JACKSON, Miss. – The Commission on Teacher and Administrator Education, Certification and Licensure and Development determined today that Lowanda Tyler-Jones, former principal of Heidelberg Elementary School, violated state law by directing her staff to cheat on state assessments. As a result, the Commission made the unanimous decision to deny Tyler-Jones’ application to renew her administrator license and prohibit her from applying for any educator license for 20 years.

Today’s decision concludes a nearly three-year investigation into Tyler-Jones’ role in testing irregularities at Heidelberg Elementary School in the Clarksdale Municipal School District.

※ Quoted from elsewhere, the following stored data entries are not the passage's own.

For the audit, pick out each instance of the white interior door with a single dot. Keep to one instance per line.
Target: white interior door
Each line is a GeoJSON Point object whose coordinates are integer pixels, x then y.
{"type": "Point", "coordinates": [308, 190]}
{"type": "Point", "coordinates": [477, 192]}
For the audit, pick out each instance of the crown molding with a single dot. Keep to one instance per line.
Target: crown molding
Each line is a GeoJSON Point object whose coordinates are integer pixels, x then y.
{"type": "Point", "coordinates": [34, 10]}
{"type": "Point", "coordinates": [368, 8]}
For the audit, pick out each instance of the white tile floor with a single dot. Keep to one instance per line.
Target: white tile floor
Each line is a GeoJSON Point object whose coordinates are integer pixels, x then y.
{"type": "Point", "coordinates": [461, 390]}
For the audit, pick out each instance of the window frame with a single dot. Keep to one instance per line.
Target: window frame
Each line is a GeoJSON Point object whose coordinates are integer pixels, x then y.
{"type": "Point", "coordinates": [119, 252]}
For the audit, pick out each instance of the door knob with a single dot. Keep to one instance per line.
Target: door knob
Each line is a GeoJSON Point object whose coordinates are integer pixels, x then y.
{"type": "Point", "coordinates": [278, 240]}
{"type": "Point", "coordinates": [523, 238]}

“Because of Ms. Tyler-Jones’ actions, children in Clarksdale were deprived of the educational services they needed, and in some cases, students fell far below grade level without any intervention,” said Dr. Carey Wright, state superintendent of education. “The Commission’s decision to bar this former educator from applying for any type of educator license for 20 years speaks volumes about the seriousness of her offense and the consequences the Commission determined.”

Tyler-Jones was served with a complaint in December 2015 that specifically charged her with violations of state law pertaining to mandatory state testing, as follows:

  • The Respondent participated in, directed, aided, counseled, assisted in, encouraged or failed to report any acts in violation of § 37-16-4(1)(f) of the Mississippi Code of 1972, during the administration of the 2013  Mississippi Curriculum Test Second Edition (MCT2).

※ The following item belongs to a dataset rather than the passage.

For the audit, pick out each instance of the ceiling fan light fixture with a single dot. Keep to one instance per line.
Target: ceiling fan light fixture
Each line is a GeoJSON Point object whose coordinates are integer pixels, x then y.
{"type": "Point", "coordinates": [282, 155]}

Tyler-Jones’ licensure hearing began in May 2016. The process was delayed by multiple continuances and extended questioning of witnesses by Tyler-Jones’ attorney. In addition, Tyler-Jones and her attorney attempted to stop today’s hearing by attempting to unilaterally withdraw from participating and failing to appear without the Licensure Commission’s authority.

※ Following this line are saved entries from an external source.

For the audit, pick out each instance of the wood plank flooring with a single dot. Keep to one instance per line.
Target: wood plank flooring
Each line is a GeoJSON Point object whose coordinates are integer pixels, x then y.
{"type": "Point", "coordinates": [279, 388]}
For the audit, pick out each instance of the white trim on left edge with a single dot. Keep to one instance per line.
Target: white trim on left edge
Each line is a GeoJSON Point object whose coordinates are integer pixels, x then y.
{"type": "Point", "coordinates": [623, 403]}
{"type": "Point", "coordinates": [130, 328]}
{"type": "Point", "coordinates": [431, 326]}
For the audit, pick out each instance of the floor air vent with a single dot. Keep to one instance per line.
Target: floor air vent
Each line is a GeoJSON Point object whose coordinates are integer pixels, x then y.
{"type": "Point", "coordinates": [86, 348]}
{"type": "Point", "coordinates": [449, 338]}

“Since the allegations against Ms. Tyler-Jones first emerged, the Mississippi Department of Education has dedicated itself to discovering the truth and holding her accountable for her role in depriving the children in Clarksdale from the education they deserve,” Wright said. “Ms. Tyler-Jones’ conduct throughout this cheating investigation showed a disrespect for the teaching profession and a disregard for the children of the Clarksdale School District.”

MDE strives to ensure that all students in Mississippi receive a fair and complete education. A vital objective of standardized assessments is to ensure that students who require additional educational resources can be identified so that they may receive special services if they qualify. Fraudulent state test results deprive students who need special services from obtaining them because their test scores indicate that they do not qualify for the services.

The investigation into allegations of cheating at Heidelberg began in May 2014. Former Heidelberg Elementary School teacher Frances Smith-Kemp was the first to be served with a complaint alleging she was involved in testing irregularities. Smith-Kemp surrendered her teaching license on July 28, 2015 for two years. The Licensure Commission suspended former Heidelberg Elementary School Tetra Winters’ license on Nov. 18, 2015 for five years. A third teacher’s license expired while under investigation, and the teacher has not sought to renew the license.

“We will not tolerate cheating of any kind and will continue to be vigilant in our efforts to ensure that the children of Mississippi get the education to which they are entitled,” Wright said.